Sky is the limit in “Skyrim”

John Schimdt

It’s cold and windy in the GameStop parking lot; I’m standing there surrounded by half-frozen gamers and filled with excitement. It is 15 minutes before midnight on 11/11/11, one of the most important days in gaming history: the release of Elder Scrolls V: Skyrim.

If you’ve played any other Elder Scrolls game, or any other game by Bethesda (the Fallout series comes to mind) you’ll understand the games they create are masterpieces. They grab you by the torso and suck you into your TV.

To start out, this game is huge. There wasn’t much time for me to fully accomplish everything in this massive world. But this game did take up most of my Veterans Day break.

My first note about Skyrim is how stunning the environment is. It takes place in the fictional region of Skyrim, an enchanting, vaguely Scandinavian land filled with hills, calm rivers and all kinds of interactive critters. The game does an amazing job of immersing the player into the environment.

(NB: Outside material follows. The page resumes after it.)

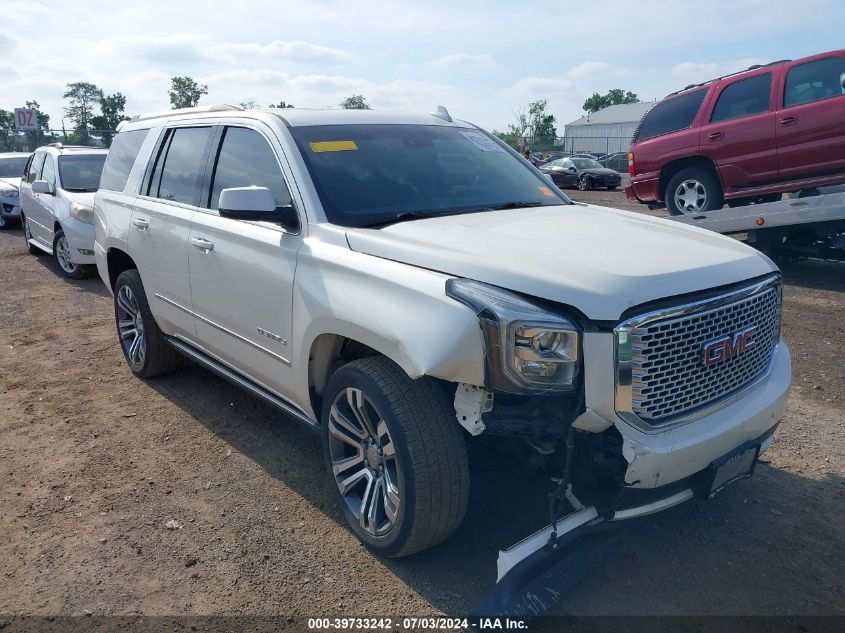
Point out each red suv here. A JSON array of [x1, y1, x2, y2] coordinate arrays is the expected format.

Skyrim has a nonlinear game play style. This open-ended approach to role-playing is what made the Elder Scrolls franchise so popular. The game has a straight-forward story arc that involves the player being the only person in the land capable of killing dragons and devouring their souls. The narrative style is bland in the beginning, however, as the game opens up to the player, the manner in which the story is told expands and becomes more interesting.

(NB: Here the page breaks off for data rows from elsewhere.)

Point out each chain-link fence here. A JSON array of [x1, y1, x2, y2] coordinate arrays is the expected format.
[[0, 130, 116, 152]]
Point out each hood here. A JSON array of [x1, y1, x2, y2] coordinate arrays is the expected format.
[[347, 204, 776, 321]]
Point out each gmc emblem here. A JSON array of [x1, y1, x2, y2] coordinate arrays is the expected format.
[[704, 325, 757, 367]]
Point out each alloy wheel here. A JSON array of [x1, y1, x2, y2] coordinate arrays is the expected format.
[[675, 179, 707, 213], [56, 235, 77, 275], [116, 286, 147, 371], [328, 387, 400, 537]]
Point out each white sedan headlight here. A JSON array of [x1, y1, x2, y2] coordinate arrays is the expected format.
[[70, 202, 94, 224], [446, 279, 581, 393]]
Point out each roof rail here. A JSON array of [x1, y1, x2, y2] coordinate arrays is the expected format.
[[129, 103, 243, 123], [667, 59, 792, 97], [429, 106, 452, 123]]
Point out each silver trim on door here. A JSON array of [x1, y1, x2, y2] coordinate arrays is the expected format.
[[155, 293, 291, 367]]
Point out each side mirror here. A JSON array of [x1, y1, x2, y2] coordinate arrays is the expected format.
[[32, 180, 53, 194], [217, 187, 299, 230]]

Aside from the main arc, there are many other things the player can do that make the game massive. The player can work as a thief, assassin, bounty hunter, etc. There are various odd jobs townspeople have you do which is about 80 percent of the game.

There are also  caves and wilderness areas to explore, which are  very in-depth and imaginative. You can also learn several types of trades for both an economic and character strength increase.

In Skyrim I feel like I am actually in my character’s shoes. The controls are simple and straight-forward. Amazingly the left trigger of your controller controls what your left hand does, same with the right. There was an issue in the game’s predecessor Oblivion with casting magic, but now with simplified combat controls, magic casting is far smoother.

There is so much to this game I haven’t touched on; it’s just too massive. From what I’ve played and what I’ve seen, the only real  drawback was the beginning cut scene.

With a game like this, there really isn’t any other way to start out. Every other aspect made up for the dryness of the opening of this masterpiece. The fifth installment of the Elder Scrolls series is a massive success. Bethesda does it again with Skyrim and I look forward to losing myself in this world on more than one occasion.